Let’s now take a look at hedge fund activity in other stocks – not necessarily in the same industry as Daqo New Energy Corp (NYSE:DQ) but similarly valued. We will take a look at Comfort Systems USA, Inc. (NYSE:FIX), Fitbit Inc (NYSE:FIT), Nordstrom, Inc. (NYSE:JWN), Veracyte Inc (NASDAQ:VCYT), Cal-Maine Foods Inc (NASDAQ:CALM), KAR Auction Services Inc (NYSE:KAR), and Aurinia Pharmaceuticals Inc (NASDAQ:AUPH). All of these stocks’ market caps are similar to DQ’s market cap.
|Ticker||No of HFs with positions||Total Value of HF Positions (x1000)||Change in HF Position|
View table here if you experience formatting issues.
As you can see these stocks had an average of 27.7 hedge funds with bullish positions and the average amount invested in these stocks was $248 million. That figure was $109 million in DQ’s case. KAR Auction Services Inc (NYSE:KAR) is the most popular stock in this table.
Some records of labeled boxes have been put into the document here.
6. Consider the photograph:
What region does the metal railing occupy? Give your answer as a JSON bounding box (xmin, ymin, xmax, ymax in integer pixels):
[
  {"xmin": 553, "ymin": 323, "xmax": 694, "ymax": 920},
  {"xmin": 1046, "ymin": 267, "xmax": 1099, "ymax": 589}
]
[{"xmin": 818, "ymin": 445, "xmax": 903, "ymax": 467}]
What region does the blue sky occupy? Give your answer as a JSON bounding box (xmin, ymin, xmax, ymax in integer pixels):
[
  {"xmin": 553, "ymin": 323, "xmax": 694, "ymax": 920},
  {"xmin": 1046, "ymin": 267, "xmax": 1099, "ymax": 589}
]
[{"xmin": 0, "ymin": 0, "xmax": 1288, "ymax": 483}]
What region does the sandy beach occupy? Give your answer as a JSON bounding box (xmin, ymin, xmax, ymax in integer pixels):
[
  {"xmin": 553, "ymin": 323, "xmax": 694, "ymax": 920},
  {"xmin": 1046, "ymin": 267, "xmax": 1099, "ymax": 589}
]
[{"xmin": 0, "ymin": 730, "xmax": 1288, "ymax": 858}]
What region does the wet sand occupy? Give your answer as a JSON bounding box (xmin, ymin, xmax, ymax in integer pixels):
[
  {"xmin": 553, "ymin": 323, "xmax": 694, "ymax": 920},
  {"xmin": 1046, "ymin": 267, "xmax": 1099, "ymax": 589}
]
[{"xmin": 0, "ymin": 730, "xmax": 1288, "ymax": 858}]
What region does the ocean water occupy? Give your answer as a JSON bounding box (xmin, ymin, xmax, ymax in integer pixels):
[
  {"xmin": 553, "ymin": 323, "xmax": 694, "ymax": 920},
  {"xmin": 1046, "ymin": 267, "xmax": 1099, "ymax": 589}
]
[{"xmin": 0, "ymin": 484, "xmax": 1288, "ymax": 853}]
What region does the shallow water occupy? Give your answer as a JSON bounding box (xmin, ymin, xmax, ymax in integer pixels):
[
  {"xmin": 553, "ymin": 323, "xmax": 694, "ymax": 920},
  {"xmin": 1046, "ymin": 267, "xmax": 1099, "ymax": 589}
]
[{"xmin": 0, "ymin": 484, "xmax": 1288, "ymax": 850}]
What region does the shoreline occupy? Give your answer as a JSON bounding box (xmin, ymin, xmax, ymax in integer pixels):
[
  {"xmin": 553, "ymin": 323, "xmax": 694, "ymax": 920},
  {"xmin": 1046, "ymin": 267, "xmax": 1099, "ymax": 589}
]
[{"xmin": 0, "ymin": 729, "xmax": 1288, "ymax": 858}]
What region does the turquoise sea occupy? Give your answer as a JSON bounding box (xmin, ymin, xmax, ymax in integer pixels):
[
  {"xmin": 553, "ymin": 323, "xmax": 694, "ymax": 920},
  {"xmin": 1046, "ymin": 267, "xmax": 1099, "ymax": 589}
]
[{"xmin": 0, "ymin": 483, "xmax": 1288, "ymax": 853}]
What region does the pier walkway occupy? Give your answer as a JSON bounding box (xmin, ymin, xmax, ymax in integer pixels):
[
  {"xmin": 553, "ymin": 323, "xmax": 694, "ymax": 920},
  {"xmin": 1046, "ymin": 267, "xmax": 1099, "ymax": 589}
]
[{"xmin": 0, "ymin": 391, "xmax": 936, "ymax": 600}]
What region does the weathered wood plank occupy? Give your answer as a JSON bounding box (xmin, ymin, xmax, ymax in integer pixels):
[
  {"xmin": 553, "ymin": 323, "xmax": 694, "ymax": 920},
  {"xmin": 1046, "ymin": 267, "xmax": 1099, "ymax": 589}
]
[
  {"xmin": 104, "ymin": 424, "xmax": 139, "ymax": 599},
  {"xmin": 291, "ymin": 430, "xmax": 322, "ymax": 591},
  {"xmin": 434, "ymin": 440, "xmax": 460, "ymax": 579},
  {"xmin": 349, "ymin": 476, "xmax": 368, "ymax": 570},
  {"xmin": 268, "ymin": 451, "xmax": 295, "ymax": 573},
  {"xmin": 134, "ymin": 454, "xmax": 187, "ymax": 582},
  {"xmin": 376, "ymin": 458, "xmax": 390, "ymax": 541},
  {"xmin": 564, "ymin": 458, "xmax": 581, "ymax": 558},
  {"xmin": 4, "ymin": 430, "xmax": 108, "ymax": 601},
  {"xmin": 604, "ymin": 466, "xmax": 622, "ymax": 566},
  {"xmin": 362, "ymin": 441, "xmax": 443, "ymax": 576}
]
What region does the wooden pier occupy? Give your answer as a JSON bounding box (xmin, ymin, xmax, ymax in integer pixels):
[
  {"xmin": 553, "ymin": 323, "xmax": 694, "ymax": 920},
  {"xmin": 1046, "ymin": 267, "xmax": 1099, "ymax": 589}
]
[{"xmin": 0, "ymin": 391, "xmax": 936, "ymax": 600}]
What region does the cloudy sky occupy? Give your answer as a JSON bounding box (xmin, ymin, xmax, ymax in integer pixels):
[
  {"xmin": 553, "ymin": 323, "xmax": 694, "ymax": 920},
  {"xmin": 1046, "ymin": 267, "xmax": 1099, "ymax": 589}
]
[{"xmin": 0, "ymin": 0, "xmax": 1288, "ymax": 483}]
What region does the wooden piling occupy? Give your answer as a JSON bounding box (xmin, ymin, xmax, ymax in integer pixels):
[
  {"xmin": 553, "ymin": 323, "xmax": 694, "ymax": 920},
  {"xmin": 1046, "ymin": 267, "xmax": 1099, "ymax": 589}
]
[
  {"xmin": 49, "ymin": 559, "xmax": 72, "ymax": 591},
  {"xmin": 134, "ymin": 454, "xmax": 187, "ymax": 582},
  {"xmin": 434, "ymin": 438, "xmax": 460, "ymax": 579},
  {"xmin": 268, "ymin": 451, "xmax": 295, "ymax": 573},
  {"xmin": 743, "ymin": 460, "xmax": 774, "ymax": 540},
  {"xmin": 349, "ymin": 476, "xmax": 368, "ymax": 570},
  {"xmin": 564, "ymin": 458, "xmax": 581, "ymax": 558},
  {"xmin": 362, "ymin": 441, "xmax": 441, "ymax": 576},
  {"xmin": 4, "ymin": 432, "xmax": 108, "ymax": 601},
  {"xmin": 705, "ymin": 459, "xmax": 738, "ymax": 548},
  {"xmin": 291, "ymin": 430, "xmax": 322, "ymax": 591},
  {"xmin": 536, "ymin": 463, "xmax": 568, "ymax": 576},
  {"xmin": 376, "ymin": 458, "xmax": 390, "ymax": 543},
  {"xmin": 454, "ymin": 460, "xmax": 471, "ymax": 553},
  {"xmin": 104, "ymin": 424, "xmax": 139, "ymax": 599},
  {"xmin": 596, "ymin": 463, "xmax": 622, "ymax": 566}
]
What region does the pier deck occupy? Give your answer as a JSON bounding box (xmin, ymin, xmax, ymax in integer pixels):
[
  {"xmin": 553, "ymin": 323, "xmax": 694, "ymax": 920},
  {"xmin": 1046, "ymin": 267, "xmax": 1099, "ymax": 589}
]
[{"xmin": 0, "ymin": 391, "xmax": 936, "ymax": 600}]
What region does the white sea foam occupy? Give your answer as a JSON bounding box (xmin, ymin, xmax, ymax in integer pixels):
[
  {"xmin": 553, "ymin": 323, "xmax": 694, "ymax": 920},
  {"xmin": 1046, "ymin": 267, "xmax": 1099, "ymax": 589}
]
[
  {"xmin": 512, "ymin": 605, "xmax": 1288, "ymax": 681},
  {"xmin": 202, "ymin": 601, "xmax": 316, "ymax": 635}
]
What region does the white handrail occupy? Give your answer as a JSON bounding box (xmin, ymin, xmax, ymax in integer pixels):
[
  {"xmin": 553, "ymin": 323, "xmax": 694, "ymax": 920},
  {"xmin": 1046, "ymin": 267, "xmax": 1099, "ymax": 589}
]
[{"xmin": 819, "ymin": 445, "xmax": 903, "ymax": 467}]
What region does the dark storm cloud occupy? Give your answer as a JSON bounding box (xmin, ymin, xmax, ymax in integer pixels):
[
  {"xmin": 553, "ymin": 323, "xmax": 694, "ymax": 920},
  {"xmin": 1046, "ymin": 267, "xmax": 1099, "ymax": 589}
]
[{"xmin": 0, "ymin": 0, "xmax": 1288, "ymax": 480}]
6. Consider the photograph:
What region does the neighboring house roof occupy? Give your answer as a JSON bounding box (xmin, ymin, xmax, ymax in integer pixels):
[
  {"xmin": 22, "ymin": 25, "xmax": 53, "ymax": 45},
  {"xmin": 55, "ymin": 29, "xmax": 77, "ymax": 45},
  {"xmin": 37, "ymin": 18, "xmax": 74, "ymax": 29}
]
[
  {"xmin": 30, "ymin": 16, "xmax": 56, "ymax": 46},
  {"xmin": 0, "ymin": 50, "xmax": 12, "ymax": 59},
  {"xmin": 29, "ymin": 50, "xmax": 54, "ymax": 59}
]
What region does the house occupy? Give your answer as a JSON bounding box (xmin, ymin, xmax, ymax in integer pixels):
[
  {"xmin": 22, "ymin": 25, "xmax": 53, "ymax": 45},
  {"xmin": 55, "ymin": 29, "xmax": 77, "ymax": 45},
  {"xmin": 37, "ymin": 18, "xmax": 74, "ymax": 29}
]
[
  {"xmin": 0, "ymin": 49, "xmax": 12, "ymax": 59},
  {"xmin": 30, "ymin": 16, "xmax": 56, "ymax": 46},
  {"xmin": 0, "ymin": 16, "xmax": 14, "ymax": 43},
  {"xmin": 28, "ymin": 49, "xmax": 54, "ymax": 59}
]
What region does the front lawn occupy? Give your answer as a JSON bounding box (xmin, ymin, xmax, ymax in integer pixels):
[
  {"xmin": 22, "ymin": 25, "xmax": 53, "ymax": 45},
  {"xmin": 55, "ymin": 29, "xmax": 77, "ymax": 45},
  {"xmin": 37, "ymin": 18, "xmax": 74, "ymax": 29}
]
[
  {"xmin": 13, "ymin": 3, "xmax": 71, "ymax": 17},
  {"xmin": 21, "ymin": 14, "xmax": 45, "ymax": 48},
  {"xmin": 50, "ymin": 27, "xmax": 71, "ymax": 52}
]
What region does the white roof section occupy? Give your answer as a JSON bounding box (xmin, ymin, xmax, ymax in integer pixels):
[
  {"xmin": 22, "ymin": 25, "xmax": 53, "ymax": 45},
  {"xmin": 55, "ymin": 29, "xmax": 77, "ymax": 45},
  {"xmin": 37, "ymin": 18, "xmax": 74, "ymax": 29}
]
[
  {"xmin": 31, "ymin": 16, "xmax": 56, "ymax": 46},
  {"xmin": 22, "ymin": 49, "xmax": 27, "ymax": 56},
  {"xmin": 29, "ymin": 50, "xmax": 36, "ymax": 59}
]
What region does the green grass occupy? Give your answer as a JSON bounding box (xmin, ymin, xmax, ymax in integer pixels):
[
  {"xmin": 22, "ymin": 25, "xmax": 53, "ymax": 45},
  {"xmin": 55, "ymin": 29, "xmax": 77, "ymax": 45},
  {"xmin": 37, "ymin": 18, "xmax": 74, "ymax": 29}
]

On the other hand Veracyte Inc (NASDAQ:VCYT) is the least popular one with only 12 bullish hedge fund positions. Daqo New Energy Corp (NYSE:DQ) is not the least popular stock in this group but hedge fund interest is still below average. Our overall hedge fund sentiment score for DQ is 50.3. Stocks with higher number of hedge fund positions relative to other stocks as well as relative to their historical range receive a higher sentiment score. Our calculations showed that top 20 most popular stocks among hedge funds returned 41.3% in 2019 and outperformed the S&P 500 ETF (SPY) by 10 percentage points. These stocks gained 30.7% in 2020 through December 14th and still beat the market by 15.8 percentage points. A small number of hedge funds were also right about betting on DQ as the stock returned 78.6% since the end of the third quarter (through 12/14) and outperformed the market by an even larger margin.